| Ticket UUID: | 861277 | |||
| Title: | htmlparse.tcl: backslashes in content | |||
| Type: | Bug | Version: | None | |
| Submitter: | jenglish | Created on: | 2003-12-16 21:15:56 | |
| Subsystem: | htmlparse | Assigned To: | jenglish | |
| Priority: | 5 Medium | Severity: | ||
| Status: | Closed | Last Modified: | 2004-10-05 01:58:23 | |
| Resolution: | Fixed | Closed By: | andreas_kupries | |
| Closed on: | 2004-10-04 18:58:23 | |||
| Description: |
htmlparse::parse fails if backslashes appear in content: htmlparse::parse "<p>\\</p>" ==> error "Missing close-brace" | |||
| User Comments: |
andreas_kupries added on 2004-10-05 01:58:23:
Logged In: YES user_id=75003 Ok.

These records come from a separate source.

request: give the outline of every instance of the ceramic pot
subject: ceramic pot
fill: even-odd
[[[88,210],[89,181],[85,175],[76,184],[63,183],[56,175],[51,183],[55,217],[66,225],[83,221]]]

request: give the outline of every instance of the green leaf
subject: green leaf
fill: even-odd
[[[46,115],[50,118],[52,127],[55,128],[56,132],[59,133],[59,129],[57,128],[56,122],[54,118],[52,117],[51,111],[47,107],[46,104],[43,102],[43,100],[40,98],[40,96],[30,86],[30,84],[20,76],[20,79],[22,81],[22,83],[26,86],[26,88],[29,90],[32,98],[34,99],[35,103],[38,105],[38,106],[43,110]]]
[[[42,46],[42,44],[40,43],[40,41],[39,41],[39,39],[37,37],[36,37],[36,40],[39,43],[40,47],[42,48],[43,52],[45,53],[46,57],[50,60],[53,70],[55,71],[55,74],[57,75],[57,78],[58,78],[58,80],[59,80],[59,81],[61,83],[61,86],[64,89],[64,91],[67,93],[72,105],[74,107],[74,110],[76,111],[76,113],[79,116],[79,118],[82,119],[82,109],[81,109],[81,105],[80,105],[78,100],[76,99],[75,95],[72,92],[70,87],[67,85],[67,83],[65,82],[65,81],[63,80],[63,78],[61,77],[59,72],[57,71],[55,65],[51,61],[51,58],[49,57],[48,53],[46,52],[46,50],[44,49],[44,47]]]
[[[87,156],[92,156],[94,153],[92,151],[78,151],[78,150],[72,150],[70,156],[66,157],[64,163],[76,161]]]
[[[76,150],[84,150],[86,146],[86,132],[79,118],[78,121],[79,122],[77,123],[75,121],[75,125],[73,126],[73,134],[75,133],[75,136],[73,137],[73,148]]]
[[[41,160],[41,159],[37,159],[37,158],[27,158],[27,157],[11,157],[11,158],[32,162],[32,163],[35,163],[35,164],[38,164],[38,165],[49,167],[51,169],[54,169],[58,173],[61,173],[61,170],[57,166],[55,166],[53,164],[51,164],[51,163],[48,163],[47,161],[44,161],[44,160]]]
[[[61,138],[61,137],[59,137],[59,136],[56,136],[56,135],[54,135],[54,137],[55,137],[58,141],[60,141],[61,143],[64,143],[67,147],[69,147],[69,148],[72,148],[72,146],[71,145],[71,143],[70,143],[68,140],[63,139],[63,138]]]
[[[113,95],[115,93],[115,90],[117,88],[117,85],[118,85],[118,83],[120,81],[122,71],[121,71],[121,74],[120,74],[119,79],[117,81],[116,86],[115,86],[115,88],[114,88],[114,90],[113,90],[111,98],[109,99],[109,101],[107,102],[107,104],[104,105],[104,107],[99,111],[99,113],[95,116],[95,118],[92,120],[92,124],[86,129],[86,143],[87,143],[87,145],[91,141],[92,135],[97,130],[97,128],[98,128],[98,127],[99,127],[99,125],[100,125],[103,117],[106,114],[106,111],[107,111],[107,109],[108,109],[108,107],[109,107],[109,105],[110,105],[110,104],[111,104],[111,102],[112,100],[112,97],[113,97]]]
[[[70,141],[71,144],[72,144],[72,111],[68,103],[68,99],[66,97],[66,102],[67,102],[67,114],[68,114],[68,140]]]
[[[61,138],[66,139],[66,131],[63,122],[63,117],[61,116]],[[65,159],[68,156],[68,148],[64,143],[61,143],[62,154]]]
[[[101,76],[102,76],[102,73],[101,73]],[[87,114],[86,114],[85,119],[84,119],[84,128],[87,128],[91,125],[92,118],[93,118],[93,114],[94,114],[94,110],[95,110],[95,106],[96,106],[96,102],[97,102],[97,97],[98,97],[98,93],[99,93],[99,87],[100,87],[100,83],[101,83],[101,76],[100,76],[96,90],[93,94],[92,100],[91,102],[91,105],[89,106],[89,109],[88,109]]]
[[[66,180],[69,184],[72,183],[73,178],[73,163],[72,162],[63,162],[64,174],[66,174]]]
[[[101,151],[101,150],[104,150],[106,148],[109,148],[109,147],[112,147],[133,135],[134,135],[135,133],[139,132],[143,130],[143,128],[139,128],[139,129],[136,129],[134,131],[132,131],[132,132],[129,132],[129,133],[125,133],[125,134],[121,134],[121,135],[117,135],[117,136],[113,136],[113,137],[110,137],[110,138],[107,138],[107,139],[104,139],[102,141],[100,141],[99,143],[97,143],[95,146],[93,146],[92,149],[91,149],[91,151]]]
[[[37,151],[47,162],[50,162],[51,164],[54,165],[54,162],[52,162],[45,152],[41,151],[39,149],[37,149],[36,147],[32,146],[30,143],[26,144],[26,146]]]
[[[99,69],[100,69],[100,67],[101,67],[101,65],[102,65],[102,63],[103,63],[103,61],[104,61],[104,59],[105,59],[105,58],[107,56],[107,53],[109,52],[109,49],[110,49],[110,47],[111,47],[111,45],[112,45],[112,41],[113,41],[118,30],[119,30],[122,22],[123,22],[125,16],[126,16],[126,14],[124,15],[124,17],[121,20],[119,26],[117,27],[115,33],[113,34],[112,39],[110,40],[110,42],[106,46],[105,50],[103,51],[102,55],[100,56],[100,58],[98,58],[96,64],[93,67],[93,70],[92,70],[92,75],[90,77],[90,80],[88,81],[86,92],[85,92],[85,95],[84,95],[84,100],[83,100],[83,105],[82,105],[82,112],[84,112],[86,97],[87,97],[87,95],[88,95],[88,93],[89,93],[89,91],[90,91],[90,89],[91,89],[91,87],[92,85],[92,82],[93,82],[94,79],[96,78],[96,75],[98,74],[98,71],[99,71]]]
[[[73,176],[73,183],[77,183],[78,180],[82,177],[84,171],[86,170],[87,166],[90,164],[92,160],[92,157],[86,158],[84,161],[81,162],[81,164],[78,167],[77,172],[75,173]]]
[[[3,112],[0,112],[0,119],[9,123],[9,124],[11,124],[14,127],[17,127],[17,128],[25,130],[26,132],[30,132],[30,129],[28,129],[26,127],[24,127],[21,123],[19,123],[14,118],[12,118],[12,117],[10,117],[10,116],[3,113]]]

This has been fixed and committed to head. andreas_kupries added on 2004-10-05 01:34:59: Logged In: YES user_id=75003 I will add test cases as well and when I am done both bugs will be closed. andreas_kupries added on 2004-10-05 01:34:29: Logged In: YES user_id=75003 Yes, that is what Joe proposed to me a few minutes ago as well, on the tcler's chat. I am currently implementing that. davygrvy added on 2004-10-05 01:31:36: Logged In: YES
user_id=7549
Should be using the numeric entities. &ob;, &cb;, and &bsl;
aren't documented as entities in HTML 4.01
(Desktop) 7 % htmlparse::mapEscapes &#[scan \{ %c]\;
{
(Desktop) 8 % htmlparse::mapEscapes &#[scan } %c]\;
}
(Desktop) 9 % htmlparse::mapEscapes &#[scan \\ %c]\;
\
jenglish added on 2004-10-04 23:24:36: Logged In: YES
user_id=68433
Reopening -- this is back again.
htmlparse::PrepareHtml replaces "{", "}", and "\" (left
brace, right brace, and backslash) with the nonstandard
entity references &ob;, &cb;, and &bsl;.
htmlparse::mapEscapes used to change these back into braces
and backslashes, resp. It looks like this was changed in
r1.16 (bug #1018574); now backslashes in content come out as
"&bsl;" (that's "ampersand, b, s, l, semicolon" in case the
bug tracker mangles it).
jenglish added on 2003-12-17 04:24:42: Logged In: YES user_id=68433 Patch comitted. jenglish added on 2003-12-17 04:20:51: File Added - 70792: htmlparse-backslash.patch jenglish added on 2003-12-17 04:20:30: Logged In: YES
user_id=68433
Looks like this was introduced in r1.9:
regsub -all -- \\\\ $html {\&bsl;} html
changed to
return [string map [list [...] "\\\\" "&bsl;"] $html]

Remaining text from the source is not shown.